In January 2014, Rösler became a member of the managing board and Head of the Centre for Regional Strategies of the World Economic Forum (WEF) in Switzerland, under the leadership of chairman Klaus Schwab.[21] From late 2017 until early 2019, Rösler served as chief executive officer of New York-based Hainan Cihang Charity Foundation Inc., the largest shareholder of HNA Group.[22] [23]
In 2020, Rösler founded Consessor AG, a consulting firm based in Zug which advises companies on strategic management and internationalization.[24]
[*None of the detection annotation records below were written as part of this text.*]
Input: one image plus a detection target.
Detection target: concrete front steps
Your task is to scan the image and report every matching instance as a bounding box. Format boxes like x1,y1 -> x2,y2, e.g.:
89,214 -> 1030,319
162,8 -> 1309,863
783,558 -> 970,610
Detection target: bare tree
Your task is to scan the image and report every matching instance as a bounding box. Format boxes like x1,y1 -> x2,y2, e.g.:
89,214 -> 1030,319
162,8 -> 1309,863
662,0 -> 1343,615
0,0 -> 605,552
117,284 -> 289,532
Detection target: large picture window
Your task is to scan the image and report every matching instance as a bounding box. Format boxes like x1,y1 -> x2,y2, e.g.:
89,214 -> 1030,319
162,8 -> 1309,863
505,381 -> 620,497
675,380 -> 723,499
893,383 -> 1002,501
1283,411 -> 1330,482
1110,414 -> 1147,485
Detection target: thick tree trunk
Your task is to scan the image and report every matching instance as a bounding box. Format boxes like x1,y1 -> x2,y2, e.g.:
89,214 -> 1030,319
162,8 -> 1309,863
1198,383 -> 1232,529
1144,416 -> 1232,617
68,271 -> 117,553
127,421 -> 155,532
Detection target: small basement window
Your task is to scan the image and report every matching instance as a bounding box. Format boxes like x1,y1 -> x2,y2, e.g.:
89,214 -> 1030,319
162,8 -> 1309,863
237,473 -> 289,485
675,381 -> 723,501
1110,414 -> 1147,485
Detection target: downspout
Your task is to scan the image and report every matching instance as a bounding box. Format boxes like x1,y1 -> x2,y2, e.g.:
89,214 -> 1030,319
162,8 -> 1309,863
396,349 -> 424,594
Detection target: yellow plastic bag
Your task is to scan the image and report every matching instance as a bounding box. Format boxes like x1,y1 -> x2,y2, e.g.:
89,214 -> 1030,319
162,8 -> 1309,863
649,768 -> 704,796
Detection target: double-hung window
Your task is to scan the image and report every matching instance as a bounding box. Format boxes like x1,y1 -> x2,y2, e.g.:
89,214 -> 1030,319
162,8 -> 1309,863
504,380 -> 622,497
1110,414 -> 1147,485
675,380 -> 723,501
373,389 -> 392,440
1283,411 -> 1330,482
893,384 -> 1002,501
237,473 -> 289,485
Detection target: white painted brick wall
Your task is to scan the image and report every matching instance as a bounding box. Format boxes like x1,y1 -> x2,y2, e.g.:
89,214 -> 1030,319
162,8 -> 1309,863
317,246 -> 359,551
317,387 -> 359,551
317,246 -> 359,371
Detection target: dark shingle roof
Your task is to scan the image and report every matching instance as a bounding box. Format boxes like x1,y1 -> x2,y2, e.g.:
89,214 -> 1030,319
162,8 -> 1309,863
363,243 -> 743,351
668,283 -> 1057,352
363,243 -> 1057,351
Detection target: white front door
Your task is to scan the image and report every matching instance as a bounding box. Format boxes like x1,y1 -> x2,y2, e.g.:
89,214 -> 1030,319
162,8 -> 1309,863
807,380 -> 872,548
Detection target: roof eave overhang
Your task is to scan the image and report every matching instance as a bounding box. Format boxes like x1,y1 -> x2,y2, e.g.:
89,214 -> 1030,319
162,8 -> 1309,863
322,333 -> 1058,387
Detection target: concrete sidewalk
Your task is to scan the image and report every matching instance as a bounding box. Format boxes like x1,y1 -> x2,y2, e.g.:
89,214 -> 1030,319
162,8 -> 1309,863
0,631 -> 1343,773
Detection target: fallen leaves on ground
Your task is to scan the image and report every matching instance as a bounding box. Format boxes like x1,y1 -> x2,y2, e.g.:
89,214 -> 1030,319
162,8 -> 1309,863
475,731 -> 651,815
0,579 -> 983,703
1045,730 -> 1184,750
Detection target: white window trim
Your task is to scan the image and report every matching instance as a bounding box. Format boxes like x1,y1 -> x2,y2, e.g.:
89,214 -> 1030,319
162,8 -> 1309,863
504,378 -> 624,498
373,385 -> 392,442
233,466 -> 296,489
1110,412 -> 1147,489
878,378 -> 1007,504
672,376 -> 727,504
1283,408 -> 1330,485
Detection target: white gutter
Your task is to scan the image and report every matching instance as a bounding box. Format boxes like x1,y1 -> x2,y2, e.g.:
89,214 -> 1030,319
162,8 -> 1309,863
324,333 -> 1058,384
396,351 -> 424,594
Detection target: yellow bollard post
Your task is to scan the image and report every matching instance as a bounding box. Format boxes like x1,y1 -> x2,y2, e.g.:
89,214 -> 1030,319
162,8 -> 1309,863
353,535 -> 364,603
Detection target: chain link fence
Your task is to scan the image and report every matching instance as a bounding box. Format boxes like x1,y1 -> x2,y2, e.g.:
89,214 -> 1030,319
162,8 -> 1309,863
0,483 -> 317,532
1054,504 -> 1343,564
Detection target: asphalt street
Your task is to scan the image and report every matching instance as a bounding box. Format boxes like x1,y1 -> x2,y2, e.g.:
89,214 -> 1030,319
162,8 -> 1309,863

In September 2021, Rösler was appointed as the Honorary Consul of Vietnam to the Swiss cantons of Zürich and Zug.[25] [26]
Rösler is a Roman Catholic,[42] and a member of the General Conference of the Central Committee of German Catholics (ZdK). He has been married to Wiebke Lauterbach, also a physician, since 2002. The couple has twin girls, Grietje and Gesche, born in 2008. The family lived in Isernhagen before moving to Geneva in 2014 and, in 2017, to Zürich.[43]